バルセロナの連覇で幕を閉じたリーガ・エスパニョーラにおいて、善戦したのがエスパニョールだ。下馬評は低かったが、終わってみれば7位。その躍進の原動力となったのが、中国の天才プレーヤー、ウー・レイだ。そのウー・レイが欧州に莫大な経済効果をもたらし、Jリーグにもその影響が及びそうだという。
「1月下旬、中国リーグから移籍しましたが、欧州のサッカーファンはあまり期待していませんでした。14歳のときに中国でプロデビューし、AFCで過去2度、最優秀選手賞に選ばれているので、コアな日本のサッカーファンはウー・レイのことを知っていたと思います」(スポーツ紙記者)
ウー・レイのスペインデビューは鮮烈だった。1対2で迎えた後半途中、いきなり同点ゴールを決めてみせた。その後もMFとして出場し、インパクトの強い活躍を続けた。

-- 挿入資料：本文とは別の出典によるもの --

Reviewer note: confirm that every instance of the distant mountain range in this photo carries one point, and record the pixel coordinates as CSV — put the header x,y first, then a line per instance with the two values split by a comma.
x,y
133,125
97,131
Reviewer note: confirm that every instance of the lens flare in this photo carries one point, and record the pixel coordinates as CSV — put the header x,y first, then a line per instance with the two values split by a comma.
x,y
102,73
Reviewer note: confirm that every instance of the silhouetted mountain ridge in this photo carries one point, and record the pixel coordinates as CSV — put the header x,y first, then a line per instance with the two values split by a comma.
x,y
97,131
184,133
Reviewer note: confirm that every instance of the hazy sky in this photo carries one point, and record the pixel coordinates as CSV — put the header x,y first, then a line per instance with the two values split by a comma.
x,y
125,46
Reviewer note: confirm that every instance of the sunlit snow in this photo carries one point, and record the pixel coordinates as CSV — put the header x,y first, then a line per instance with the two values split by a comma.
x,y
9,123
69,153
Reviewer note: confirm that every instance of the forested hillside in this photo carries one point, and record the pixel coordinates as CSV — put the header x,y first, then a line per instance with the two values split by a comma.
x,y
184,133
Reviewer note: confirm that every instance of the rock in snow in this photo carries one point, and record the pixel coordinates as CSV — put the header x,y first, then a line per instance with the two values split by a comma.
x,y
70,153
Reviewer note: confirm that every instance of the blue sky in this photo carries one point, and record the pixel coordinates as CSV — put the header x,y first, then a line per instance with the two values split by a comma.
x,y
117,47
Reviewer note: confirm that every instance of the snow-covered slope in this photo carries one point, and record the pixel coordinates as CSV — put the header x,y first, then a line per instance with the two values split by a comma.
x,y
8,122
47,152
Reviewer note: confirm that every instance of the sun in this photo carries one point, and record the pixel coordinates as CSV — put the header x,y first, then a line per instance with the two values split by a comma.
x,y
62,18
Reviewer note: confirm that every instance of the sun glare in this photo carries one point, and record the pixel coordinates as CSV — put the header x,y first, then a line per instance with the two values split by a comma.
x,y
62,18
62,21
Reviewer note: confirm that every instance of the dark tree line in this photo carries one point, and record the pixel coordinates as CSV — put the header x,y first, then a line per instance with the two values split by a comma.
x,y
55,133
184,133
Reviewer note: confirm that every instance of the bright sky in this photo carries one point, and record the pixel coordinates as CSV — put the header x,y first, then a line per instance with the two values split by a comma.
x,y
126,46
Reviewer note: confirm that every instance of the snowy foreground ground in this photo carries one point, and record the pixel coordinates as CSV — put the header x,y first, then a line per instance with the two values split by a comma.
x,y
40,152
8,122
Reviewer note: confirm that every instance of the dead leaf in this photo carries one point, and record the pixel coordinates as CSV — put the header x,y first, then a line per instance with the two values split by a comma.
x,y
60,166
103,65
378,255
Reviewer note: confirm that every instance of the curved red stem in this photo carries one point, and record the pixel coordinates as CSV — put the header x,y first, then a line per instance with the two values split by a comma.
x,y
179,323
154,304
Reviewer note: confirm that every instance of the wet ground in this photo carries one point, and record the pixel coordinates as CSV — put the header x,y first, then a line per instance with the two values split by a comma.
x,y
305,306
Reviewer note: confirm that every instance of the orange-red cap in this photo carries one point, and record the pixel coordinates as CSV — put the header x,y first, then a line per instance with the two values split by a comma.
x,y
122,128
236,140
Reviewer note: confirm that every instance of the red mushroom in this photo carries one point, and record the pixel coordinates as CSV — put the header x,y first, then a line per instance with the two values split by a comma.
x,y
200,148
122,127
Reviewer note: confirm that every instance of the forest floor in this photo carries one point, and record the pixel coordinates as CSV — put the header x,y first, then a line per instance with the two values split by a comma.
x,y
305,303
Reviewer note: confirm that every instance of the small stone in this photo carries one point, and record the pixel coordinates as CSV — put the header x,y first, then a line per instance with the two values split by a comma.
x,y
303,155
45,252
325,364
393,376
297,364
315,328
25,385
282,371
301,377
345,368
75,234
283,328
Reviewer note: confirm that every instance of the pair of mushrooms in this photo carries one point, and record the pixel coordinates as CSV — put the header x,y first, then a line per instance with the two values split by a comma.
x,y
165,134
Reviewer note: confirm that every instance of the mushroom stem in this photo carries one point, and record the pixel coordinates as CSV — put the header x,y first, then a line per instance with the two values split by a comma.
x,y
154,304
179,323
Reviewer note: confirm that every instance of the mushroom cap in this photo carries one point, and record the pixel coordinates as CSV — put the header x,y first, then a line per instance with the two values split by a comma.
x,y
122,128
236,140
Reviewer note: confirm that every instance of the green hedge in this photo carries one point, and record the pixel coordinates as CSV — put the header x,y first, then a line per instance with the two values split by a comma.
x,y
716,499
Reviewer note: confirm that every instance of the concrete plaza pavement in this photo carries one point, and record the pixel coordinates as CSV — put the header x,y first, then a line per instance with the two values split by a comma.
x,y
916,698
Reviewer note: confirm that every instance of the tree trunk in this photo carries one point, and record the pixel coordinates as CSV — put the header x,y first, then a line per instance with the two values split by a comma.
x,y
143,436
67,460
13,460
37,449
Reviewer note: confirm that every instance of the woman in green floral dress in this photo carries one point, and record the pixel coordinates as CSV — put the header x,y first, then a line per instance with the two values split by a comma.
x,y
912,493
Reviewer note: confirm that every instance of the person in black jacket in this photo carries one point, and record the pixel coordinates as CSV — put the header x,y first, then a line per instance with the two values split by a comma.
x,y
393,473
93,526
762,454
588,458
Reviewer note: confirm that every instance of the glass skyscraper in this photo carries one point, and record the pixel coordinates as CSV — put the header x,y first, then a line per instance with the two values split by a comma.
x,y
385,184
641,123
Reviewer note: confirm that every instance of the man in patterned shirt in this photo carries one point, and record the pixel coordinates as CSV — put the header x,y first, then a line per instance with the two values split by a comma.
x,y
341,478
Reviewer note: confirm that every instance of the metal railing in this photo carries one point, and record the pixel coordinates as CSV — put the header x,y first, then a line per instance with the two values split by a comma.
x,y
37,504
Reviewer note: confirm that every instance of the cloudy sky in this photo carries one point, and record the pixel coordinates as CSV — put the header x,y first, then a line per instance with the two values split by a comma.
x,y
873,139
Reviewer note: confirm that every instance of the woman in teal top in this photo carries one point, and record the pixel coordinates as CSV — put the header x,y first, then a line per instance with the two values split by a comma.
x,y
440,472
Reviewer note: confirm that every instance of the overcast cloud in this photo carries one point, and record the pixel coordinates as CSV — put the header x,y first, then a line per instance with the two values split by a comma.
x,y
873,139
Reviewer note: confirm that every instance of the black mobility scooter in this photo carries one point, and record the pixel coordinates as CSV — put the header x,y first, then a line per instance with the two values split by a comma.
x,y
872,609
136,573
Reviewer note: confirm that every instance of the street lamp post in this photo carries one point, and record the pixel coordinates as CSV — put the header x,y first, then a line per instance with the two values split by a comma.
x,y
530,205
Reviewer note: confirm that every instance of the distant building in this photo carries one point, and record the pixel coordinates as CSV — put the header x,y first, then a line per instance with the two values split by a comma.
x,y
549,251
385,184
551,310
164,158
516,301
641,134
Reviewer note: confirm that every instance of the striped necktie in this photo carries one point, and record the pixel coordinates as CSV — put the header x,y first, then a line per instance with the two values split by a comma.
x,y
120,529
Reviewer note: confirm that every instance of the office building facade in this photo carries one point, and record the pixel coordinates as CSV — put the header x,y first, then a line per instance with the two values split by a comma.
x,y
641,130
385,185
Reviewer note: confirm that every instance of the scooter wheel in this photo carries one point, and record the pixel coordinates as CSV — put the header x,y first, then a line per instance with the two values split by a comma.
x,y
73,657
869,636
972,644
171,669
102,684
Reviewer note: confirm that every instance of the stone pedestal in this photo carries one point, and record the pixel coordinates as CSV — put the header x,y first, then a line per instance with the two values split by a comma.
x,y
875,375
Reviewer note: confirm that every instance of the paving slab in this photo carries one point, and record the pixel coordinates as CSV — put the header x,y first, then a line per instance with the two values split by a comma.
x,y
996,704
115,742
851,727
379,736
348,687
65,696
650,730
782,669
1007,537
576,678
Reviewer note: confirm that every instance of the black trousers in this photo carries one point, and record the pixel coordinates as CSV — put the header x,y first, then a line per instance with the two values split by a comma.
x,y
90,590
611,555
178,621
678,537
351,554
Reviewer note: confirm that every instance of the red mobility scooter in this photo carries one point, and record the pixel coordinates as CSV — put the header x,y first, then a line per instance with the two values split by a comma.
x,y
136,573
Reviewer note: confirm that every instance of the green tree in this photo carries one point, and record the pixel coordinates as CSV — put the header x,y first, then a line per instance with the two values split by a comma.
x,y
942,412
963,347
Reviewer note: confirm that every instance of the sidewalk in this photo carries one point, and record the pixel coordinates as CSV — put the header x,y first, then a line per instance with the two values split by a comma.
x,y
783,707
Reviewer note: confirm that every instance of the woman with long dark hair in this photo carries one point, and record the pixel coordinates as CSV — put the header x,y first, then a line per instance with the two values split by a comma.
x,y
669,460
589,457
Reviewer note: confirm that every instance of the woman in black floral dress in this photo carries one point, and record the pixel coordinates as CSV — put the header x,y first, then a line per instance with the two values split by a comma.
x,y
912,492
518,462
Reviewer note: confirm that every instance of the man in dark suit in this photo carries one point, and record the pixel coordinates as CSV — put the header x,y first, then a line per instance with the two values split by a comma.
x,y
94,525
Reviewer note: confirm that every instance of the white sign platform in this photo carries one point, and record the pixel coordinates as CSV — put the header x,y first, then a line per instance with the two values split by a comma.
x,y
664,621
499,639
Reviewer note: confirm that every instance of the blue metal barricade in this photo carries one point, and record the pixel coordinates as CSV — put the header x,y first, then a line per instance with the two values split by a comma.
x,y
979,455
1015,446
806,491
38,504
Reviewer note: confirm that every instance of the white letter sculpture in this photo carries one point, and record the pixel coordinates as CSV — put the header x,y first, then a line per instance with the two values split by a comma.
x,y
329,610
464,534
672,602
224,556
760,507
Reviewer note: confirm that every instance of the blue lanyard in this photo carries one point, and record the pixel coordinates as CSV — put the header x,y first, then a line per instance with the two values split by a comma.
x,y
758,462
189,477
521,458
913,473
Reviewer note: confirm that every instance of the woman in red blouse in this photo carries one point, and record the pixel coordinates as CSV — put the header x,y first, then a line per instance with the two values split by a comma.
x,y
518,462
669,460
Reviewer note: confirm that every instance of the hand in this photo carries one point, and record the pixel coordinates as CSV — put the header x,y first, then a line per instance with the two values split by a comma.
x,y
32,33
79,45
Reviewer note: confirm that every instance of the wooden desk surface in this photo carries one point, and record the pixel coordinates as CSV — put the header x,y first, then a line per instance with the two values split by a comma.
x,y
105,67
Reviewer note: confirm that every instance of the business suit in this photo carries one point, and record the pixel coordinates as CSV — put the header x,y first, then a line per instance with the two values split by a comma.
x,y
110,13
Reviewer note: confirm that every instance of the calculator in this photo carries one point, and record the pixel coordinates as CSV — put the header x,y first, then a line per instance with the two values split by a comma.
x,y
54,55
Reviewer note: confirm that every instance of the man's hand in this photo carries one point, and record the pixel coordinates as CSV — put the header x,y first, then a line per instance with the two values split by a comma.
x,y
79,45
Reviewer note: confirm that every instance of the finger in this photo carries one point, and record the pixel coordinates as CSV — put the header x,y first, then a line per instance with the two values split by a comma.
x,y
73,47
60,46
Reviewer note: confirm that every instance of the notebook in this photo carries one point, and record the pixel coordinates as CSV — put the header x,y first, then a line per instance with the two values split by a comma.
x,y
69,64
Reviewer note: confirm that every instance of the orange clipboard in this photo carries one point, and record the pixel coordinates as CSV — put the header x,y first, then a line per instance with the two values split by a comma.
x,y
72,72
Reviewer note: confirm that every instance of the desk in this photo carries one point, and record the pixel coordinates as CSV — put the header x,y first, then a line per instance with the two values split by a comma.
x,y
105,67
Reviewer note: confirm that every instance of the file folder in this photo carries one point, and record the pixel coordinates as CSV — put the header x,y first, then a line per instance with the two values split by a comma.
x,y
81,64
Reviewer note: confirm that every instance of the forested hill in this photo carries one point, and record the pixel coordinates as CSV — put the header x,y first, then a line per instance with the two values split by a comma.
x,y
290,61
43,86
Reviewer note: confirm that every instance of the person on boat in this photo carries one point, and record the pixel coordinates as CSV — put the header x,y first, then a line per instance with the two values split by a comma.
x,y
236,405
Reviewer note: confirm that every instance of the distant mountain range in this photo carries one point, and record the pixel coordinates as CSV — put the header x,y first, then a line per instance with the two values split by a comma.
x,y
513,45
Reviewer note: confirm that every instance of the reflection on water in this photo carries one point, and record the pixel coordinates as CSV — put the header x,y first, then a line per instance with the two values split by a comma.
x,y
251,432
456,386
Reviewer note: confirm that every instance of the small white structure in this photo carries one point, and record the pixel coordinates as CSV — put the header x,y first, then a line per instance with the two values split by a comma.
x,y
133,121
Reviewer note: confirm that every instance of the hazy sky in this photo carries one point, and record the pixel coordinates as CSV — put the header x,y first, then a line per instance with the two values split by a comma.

その影響だろう。「ウー・レイを観たい!」とする中国のサッカーファンが有料衛星放送やインターネットで試合を視聴。中国ファンの視聴者は2500万人以上とされ、中国マネーが欧州サッカー界に舞い込んできたのだ。
「金額は公表されませんが、ウー・レイはカネの雨を降らせたと伝えられています。欧州は『中国は日本よりもレベルが低い』としていましたが、今では対等に見ています」(特派記者)
一時期、中国リーグが巨額な資金源を元手に欧州の有名選手たちを獲得していた。生活や文化の違いから、有名選手の中国リーグ入りは止まったものの、ウー・レイの出現で「クラブで海外遠征するならば、中国のほうが儲かりそう」なんて声も出始めた。
「中国リーグが再び欧州からの選手獲得を始める話もありますし、中国視聴者の獲得のため、欧州チームが第2のウー・レイを探しています」(同前)
そうなると、日本のJリーグは蚊帳の外だ。巨大マネーを手に、欧州各クラブが中国と手を組んでアジア市場に乗り出せば、「身の丈経営」を方針とするJリーグは太刀打ちできない。対抗できるとすれば、元スペイン代表のイニエスタ、ビジャの獲得に成功した三木谷浩史オーナーの神戸ぐらいか。
いずれにしても、欧州の中国旋風はJリーグにとっても脅威となりそうだ。